Montag, 27. Februar 2017

Infoschrott - es wird zu viel!

Meine Neugier hat sich nie in die Handtaschen und Puderdöschen meiner Geliebten begeben. Der Respekt, auch vor den weniger Geliebten, hielt mich immer davon ab. Ich weiß nicht, was Cath in ihrem Täschchen herumträgt. Ein Taschentuch vielleicht? Die Hausschlüssel? Eine Trillerpfeife gewiss nicht, denn sie ist nicht ängstlich.


Doch in letzter Zeit klagen wir beide über ein seltsames Suchtverhalten. Kaum ist Cath zuhause angekommen, zieht sie ihr rotes I-Phone aus der Tasche und tippt daran herum. Dann sage ich ihr, dass Donald Trump nicht zum traditionellen Pressegespräch im Weißen Haus kommt und der Guardian jetzt zu den media non grata gehört, obwohl die Zeitung zu den besten der Welt zählt.  Weiß ich doch schon, flötet sie ungeduldig und legt ihr I-Pad beiseite.

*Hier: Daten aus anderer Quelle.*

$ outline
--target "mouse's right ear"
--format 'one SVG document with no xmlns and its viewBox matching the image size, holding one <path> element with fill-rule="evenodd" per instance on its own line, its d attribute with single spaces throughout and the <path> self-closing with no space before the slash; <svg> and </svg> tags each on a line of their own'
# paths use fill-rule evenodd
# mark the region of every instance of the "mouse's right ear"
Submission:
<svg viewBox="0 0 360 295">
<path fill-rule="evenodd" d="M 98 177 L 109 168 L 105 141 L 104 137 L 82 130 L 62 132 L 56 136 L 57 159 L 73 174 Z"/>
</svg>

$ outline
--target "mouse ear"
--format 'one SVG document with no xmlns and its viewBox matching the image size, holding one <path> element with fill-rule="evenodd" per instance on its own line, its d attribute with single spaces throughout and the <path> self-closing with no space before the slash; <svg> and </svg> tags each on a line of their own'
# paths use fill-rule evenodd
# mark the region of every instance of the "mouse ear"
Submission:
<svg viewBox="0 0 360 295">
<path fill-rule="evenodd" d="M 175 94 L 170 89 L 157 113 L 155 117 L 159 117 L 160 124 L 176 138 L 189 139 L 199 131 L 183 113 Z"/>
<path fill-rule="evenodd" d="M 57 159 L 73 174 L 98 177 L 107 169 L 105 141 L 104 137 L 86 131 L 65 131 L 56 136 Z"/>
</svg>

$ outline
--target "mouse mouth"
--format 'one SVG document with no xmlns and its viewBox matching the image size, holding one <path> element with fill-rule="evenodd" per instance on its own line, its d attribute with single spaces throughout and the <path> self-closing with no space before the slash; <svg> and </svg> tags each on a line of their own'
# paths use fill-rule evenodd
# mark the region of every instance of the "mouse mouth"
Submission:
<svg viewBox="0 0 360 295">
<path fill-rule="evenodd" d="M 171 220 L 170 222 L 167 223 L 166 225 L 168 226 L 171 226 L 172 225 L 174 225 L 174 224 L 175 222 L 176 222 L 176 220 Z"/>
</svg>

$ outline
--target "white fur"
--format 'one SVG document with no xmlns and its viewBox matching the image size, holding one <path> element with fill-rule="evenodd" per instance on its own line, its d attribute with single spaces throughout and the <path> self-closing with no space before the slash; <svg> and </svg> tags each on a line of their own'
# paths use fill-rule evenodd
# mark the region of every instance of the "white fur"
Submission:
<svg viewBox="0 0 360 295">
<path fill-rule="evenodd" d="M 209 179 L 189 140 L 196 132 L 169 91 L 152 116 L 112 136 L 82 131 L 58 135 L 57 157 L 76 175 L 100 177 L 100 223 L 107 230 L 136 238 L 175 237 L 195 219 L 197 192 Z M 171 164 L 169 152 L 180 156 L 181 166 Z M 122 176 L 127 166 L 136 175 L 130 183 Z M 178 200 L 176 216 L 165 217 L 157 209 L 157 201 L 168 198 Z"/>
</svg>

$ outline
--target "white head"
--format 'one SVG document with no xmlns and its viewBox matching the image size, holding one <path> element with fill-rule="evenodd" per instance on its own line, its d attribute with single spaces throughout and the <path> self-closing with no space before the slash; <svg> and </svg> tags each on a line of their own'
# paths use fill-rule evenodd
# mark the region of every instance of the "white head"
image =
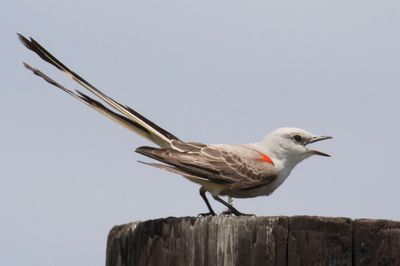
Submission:
<svg viewBox="0 0 400 266">
<path fill-rule="evenodd" d="M 268 134 L 261 142 L 269 153 L 285 164 L 295 167 L 299 162 L 312 155 L 330 156 L 326 153 L 306 147 L 310 143 L 331 139 L 329 136 L 316 136 L 300 128 L 283 127 Z"/>
</svg>

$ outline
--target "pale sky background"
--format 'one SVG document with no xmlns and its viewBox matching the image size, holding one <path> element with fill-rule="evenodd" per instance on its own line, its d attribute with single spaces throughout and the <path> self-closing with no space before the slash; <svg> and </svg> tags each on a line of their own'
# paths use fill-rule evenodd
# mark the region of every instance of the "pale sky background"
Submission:
<svg viewBox="0 0 400 266">
<path fill-rule="evenodd" d="M 6 1 L 1 27 L 0 265 L 103 265 L 117 224 L 206 211 L 198 186 L 137 163 L 150 143 L 26 71 L 41 42 L 184 140 L 281 126 L 334 140 L 257 215 L 400 220 L 398 1 Z M 211 201 L 218 211 L 223 208 Z"/>
</svg>

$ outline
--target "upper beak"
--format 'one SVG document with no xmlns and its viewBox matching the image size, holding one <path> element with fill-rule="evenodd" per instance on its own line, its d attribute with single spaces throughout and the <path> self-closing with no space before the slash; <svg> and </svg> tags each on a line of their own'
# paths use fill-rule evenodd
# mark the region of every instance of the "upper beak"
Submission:
<svg viewBox="0 0 400 266">
<path fill-rule="evenodd" d="M 310 140 L 306 143 L 306 145 L 307 145 L 307 144 L 310 144 L 310 143 L 317 142 L 317 141 L 326 140 L 326 139 L 332 139 L 332 137 L 331 137 L 331 136 L 316 136 L 316 137 L 313 137 L 312 139 L 310 139 Z M 321 156 L 331 157 L 329 154 L 324 153 L 324 152 L 320 152 L 320 151 L 317 151 L 317 150 L 309 150 L 309 151 L 310 151 L 312 154 L 315 154 L 315 155 L 321 155 Z"/>
</svg>

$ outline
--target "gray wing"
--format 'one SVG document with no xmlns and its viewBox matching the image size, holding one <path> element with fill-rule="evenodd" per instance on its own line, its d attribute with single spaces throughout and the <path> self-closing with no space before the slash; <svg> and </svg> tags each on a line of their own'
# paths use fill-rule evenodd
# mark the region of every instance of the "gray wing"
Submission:
<svg viewBox="0 0 400 266">
<path fill-rule="evenodd" d="M 171 165 L 190 175 L 214 183 L 230 184 L 232 189 L 246 190 L 270 184 L 276 179 L 271 164 L 243 157 L 220 147 L 201 143 L 171 142 L 171 148 L 139 147 L 136 152 Z"/>
</svg>

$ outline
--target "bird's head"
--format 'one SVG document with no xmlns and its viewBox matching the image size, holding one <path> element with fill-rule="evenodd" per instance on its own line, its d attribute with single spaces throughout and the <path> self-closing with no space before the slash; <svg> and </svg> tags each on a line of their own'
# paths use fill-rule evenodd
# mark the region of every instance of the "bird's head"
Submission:
<svg viewBox="0 0 400 266">
<path fill-rule="evenodd" d="M 293 167 L 312 155 L 330 157 L 329 154 L 307 147 L 308 144 L 331 139 L 329 136 L 316 136 L 300 128 L 283 127 L 268 134 L 262 144 L 271 155 L 286 160 Z"/>
</svg>

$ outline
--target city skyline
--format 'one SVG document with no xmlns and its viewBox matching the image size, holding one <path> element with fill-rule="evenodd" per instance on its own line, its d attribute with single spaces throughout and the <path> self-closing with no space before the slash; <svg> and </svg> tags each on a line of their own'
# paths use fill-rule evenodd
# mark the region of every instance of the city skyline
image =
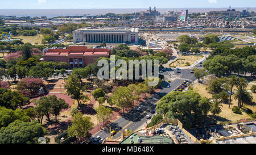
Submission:
<svg viewBox="0 0 256 155">
<path fill-rule="evenodd" d="M 117 2 L 115 0 L 96 1 L 60 1 L 60 0 L 10 0 L 3 2 L 0 9 L 144 9 L 149 6 L 159 9 L 165 8 L 226 8 L 255 7 L 256 3 L 254 0 L 243 1 L 242 5 L 240 0 L 198 0 L 191 3 L 191 1 L 183 0 L 182 2 L 177 1 L 131 0 L 129 2 Z"/>
</svg>

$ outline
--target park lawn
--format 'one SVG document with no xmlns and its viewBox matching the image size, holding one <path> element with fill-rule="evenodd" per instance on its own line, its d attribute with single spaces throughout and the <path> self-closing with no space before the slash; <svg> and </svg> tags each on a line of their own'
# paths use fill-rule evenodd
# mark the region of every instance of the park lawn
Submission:
<svg viewBox="0 0 256 155">
<path fill-rule="evenodd" d="M 14 36 L 14 39 L 22 39 L 22 42 L 24 44 L 27 43 L 30 43 L 32 45 L 35 45 L 36 43 L 38 43 L 39 45 L 41 44 L 42 40 L 43 38 L 43 35 L 39 34 L 36 36 Z"/>
<path fill-rule="evenodd" d="M 71 44 L 73 44 L 73 40 L 71 40 L 71 41 L 66 41 L 61 43 L 63 45 L 68 45 Z"/>
<path fill-rule="evenodd" d="M 250 85 L 249 85 L 248 87 L 246 88 L 247 90 L 249 90 L 250 88 Z M 208 93 L 208 91 L 205 90 L 205 88 L 207 87 L 207 86 L 205 85 L 202 84 L 199 84 L 194 87 L 194 91 L 199 93 L 201 97 L 207 97 L 209 98 L 212 98 L 212 94 Z M 236 88 L 235 88 L 236 89 Z M 256 94 L 255 93 L 251 93 L 251 95 L 253 97 L 253 102 L 256 102 Z M 233 98 L 233 97 L 232 97 Z M 235 100 L 233 98 L 233 102 L 232 102 L 232 107 L 237 106 L 238 100 Z M 244 112 L 242 112 L 242 114 L 234 114 L 234 112 L 231 112 L 231 109 L 229 108 L 229 105 L 228 104 L 222 104 L 222 112 L 218 115 L 218 116 L 225 118 L 229 120 L 231 122 L 236 122 L 238 120 L 241 120 L 243 119 L 247 119 L 250 118 L 250 116 L 249 116 L 247 114 L 246 114 Z M 245 106 L 250 110 L 251 110 L 254 112 L 256 111 L 256 106 L 248 106 L 245 105 Z"/>
<path fill-rule="evenodd" d="M 196 61 L 198 61 L 202 58 L 200 56 L 181 56 L 179 55 L 180 58 L 185 59 L 185 60 L 181 60 L 181 63 L 180 63 L 180 60 L 178 60 L 174 62 L 174 66 L 177 67 L 184 67 L 187 66 L 187 62 L 189 62 L 191 65 L 195 63 Z M 174 64 L 171 65 L 174 65 Z"/>
</svg>

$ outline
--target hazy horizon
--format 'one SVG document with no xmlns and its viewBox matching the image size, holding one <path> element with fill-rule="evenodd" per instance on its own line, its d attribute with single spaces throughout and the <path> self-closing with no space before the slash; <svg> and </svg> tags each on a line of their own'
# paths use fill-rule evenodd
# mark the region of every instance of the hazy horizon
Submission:
<svg viewBox="0 0 256 155">
<path fill-rule="evenodd" d="M 151 7 L 151 9 L 154 7 Z M 242 11 L 245 7 L 232 7 L 238 11 Z M 246 8 L 247 9 L 247 8 Z M 147 10 L 148 8 L 141 9 L 0 9 L 0 15 L 15 15 L 16 16 L 46 16 L 47 18 L 53 18 L 59 16 L 76 16 L 76 15 L 104 15 L 107 13 L 114 14 L 132 14 L 140 12 L 142 10 Z M 180 11 L 188 9 L 189 13 L 205 12 L 209 11 L 222 11 L 228 9 L 227 7 L 179 7 L 179 8 L 158 8 L 156 11 L 161 13 L 168 10 Z M 49 10 L 51 10 L 49 11 Z M 249 11 L 256 12 L 256 7 L 249 7 Z"/>
</svg>

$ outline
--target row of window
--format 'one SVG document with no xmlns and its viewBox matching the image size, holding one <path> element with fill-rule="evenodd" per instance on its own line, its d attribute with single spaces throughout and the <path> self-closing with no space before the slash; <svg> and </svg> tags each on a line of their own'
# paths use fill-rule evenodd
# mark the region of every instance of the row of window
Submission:
<svg viewBox="0 0 256 155">
<path fill-rule="evenodd" d="M 79 64 L 82 64 L 82 59 L 79 58 Z M 74 58 L 75 64 L 77 64 L 77 58 Z M 69 58 L 69 64 L 73 64 L 73 58 Z"/>
</svg>

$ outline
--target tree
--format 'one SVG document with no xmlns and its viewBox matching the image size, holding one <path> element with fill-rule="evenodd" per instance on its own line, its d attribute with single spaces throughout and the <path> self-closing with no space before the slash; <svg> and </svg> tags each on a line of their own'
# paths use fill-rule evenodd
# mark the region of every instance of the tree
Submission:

Jetzt kommt meine Testfrage: wusstest du, dass W. Auden, der englische Dichter auch Amerikaner war und mit einem Freund zusammenlebte, sozusagen, mit der Liebe seines Lebens? Ich hatte in der Nacht "auf Ohr" eine interessante Radiosendung darüber von BBC Radio Four gehört. Sie wusste auch das. Meine eigene Sucht nach Neuigkeiten und alten Hüten rührt daher, dass auch ich in den Medien tätig war. Neben der täglichen Berieselung durch die Presseagenturen, die noch per Telex geschah, erhielt ich 4 Tageszeitungen: die Süddeutsche, le Monde, El País und die FAZ. Auch wenn ich oft erst gegen Abend dazu kam, sie zu überfliegen, hatte ich auch noch die Nachrichten der ARD und von TF 1 unterzubringen. Persönliche Interessen, wie etwa das Liebesleben des spanischen Königs oder, wer gerade für einen Oscar nominiert wurde, durften ebenfalls nicht ganz unter den Tisch fallen.

Lüge? Wahrheit? 
Das alles haben Cath und ich bravourös gemeistert. Wir waren den Anforderungen gewachsen und wunderten uns nur, dass es so vieles gab, von dem wir noch nie ewas gehört hatten. Das musste akzeptiert werden. Dann kam die Zeitenwende mit dem weltumspannenden Wissen, das unaufgefordert über das Internet, Facebook, Twitter, E-Mail, I-Pad usw. in unsere Privatsphäre drang. Seitdem müssen wir unterscheiden zwischen Wichtig und Unwichtig, Lüge und Wahrheit, Historisch und Banal.

Das Selfie des Papstes? 
Da ich nicht mehr täglich mit Journalisten zu tun habe, kann ich selbst bestimmen, was mich interessiert. Ist es der Rosenmontagszug in Mainz? Oder, ob Julio gerade in Barcelona gelandet ist und facebooked, it's sunny? Das Foto mit dem Papst, der sein erstes Selfie macht und von Nonnen begrüßt wird? Das ist wohl ein Fake, natürlich, aber dennoch irgendwie sehenswert? Oder: das kleine Mädchen, das einem Straßenmusiker mit Bassgeige, im Frack, eine Münze in den Hut wirft und dadurch belohnt wird, dass er die Europahymne spielt und nach und nach ein ganzes Orchester auf die Straße tritt. Dazu noch ein Chor? Rührend, überraschend, originell, einmalig. Ist das wichtig oder nicht? Du entscheidest, wie wohl schon Tausende anderer entschieden und ihre LIKES verschickt haben.

Ist das nicht Höcke? 
Wir hängen an dieser Angel und müssen haushalten mit unserer Neugier. Unserem Wissensdurst und unserer Zeit. Und unseren Geschmack herausarbeiten. Bei allem sind wir plötzlich allein. Sollen wir Donald hassen oder ihn ignorieren? Was machen wir mit dem Höcke oder dem unsäglichen Farage, hier in England? Cath und ich haben uns jetzt vorgenommen, selbst zu entscheiden, was uns interessiert und wieviel Zeit wir verschwenden wollen. Schließlich gibt es noch Wichtigeres als Internet mit seinen tsunamiähnlichen Infoergüssen, die schnellsten vergessen sind. Wirklich?